Il y a la Manche, mais les corps s’entassent aussi en Méditerranée. Au premier semestre 2021, au moins 1.146 migrants y ont perdu la vie. Le double de 2020.

Frontex critiqué

L’agence européenne de police des frontières Frontex est la cible des ONG. On lui reproche notamment de participer au refoulement de migrants aux frontières. Ces “pushbacks” ­violent les droits fondamentaux reconnus par Bruxelles. Ils ont notamment lieu en mer Égée et sont le fait de la police grecque. Des agents de Frontex sont accusés d’avoir laissé se dérouler ces pushbacks, voire d’en avoir été com­plices. Der Spiegel avait diffusé une vidéo en octobre 2020 montrant un navire de Frontex repoussant un bateau de réfugiés.

Pourquoi l’Angleterre?

Gérald Darmanin a appelé la Grande-Bretagne à réduire son attractivité. Il dénonce “un marché du travail qui fait que sans pièces d’identité, vous pouvez travailler”. L’économie anglaise étant moins régulée, c’est effectivement l’une des motivations principales des réfugiés qui y voient un eldorado. Mais les conditions de vie de ces travailleurs illégaux restent extrêmement ­précaires. La pratique de l’anglais et le fait d’avoir un proche qui a réussi à s’y installer sont d’autres raisons du “succès” de l’Angleterre. Pourtant, un climat xénophobe y règne, encore plus depuis le Brexit. Qui a paradoxalement fait sortir l’Angleterre de l’accord de Dublin et oblige le pays à traiter les demandes d’asile sur son territoire.

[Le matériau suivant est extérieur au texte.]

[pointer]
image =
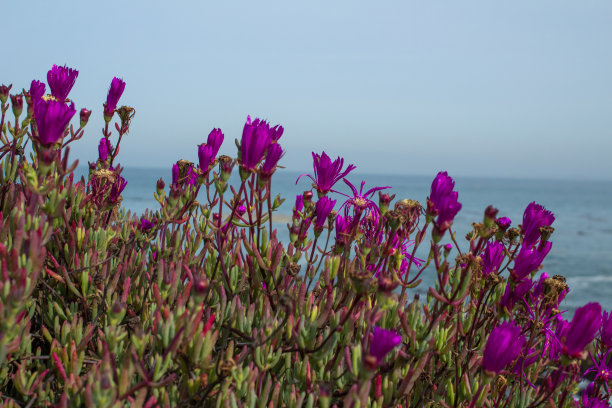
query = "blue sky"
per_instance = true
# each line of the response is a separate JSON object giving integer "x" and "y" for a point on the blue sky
{"x": 514, "y": 89}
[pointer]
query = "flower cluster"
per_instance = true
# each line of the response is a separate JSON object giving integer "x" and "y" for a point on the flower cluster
{"x": 198, "y": 302}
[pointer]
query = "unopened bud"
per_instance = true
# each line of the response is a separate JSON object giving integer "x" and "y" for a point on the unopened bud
{"x": 85, "y": 114}
{"x": 4, "y": 90}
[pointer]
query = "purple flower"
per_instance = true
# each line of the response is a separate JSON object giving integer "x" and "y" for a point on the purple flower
{"x": 327, "y": 173}
{"x": 103, "y": 149}
{"x": 272, "y": 157}
{"x": 443, "y": 202}
{"x": 593, "y": 402}
{"x": 605, "y": 331}
{"x": 515, "y": 292}
{"x": 322, "y": 210}
{"x": 492, "y": 257}
{"x": 582, "y": 329}
{"x": 503, "y": 223}
{"x": 84, "y": 116}
{"x": 214, "y": 140}
{"x": 529, "y": 260}
{"x": 343, "y": 230}
{"x": 61, "y": 80}
{"x": 206, "y": 156}
{"x": 37, "y": 90}
{"x": 112, "y": 98}
{"x": 299, "y": 206}
{"x": 503, "y": 346}
{"x": 360, "y": 202}
{"x": 145, "y": 224}
{"x": 255, "y": 140}
{"x": 535, "y": 217}
{"x": 382, "y": 342}
{"x": 52, "y": 118}
{"x": 276, "y": 132}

Externalisation de l’immigration

Suivant l’exemple australien, l’Angleterre a instauré le visa à points, un moyen de sélectionner les demandeurs d’asile en fonction de leurs qualifications. Maintenant, elle souhaite externaliser la prise en charge de ces migrants. Le Royaume-Uni se tournerait vers l’Albanie (qui a démenti) ou le Rwanda, qui négocie déjà une telle collaboration avec le Danemark. L’Australie sous-traite son immigration depuis 2013 en Papouasie, en Nouvelle-Guinée et à Nauru. Un dispositif très cher, deux fois plus qu’un accueil en Angleterre selon les premiers calculs. En Australie, il aurait coûté près de 9,6 milliards de dollars entre 2013 et 2016.